City unveils $8.9M restoration of Grand Army Plaza arch

The city’s parks department on Thursday unveiled a $8.9 million restoration of the famed arch at Brooklyn’s Grand Army Plaza that’s been in the works for seven years — the first major rehabilitation of the Civil War monument in nearly 50 years.

The Prospect Park Alliance, in partnership with the city’s Parks Department, revitalized the 133-year-old, landmarked Soldiers and Sailors Memorial Arch with funds initially allocated by former Mayor Bill de Blasio in 2018. Work to clean and repair the weather-worn structure didn’t get underway until May 2023, partially due to Covid-19-related delays. It wasn’t until this spring that crews at last completed the two-year project to replace the arch’s roof, remove years of grime on the exterior granite and refinish the monument’s intricate bronze statues.

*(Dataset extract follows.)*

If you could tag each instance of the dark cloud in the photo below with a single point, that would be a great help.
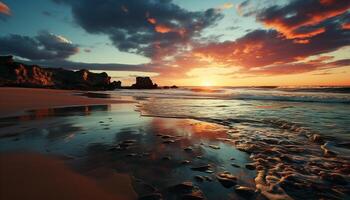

The project team had decades of maintenance to catch up on. And since the original designs for the 1892 monument (which honors soldiers who fought with the Union during the Civil War) were lost to time, the Prospect Park Alliance “did a sort of x-ray for buildings” to survey the condition of the structure buried under the stone and concrete, said David Yum, the director of architecture and preservation at the Prospect Park Alliance, in an interview.

Over decades, moisture had penetrated five layers deep into the structure. It took eight months of blasting huge, industrial-strength fans and using specialized chemicals to dry out the materials so that they could be patched up and the roof could be resealed, said Yum. Workers also reinforced the historic structure with steel beams and created a new internal drainage system to minimize future water damage. The project also revitalized cast-iron spiral staircases inside the structure, which are only accessible by free city Urban Park Ranger tours.

For the exterior, the project team focused on cleaning stains, repairing weather damage to the granite facade and repointing all of the structure’s joints. But they purposefully did not add any sort of weather-resistant treatment to the stone. 

“We didn’t put any sort of protective coating on because that tends to injure the stone in the long run and it alters its appearance,” said Yum. “There is no super coating where we can forget about it for 50 years.”

The Arch was landmarked in 1975, when the structure was in severe disrepair. In fact, in 1976, the monument’s most prominent statue, of a woman riding a chariot led by four horses, was in such poor shape that it fell from the chariot. Outcry over the dilapidated condition of the monument at the time led to a major city restoration and the creation of a community group that eventually developed into the Prospect Park Alliance.

“Regular maintenance is the absolutely best solution to deterioration,” said Yum. “In the end, it’s like anything you treasure, you have to regularly maintain it.”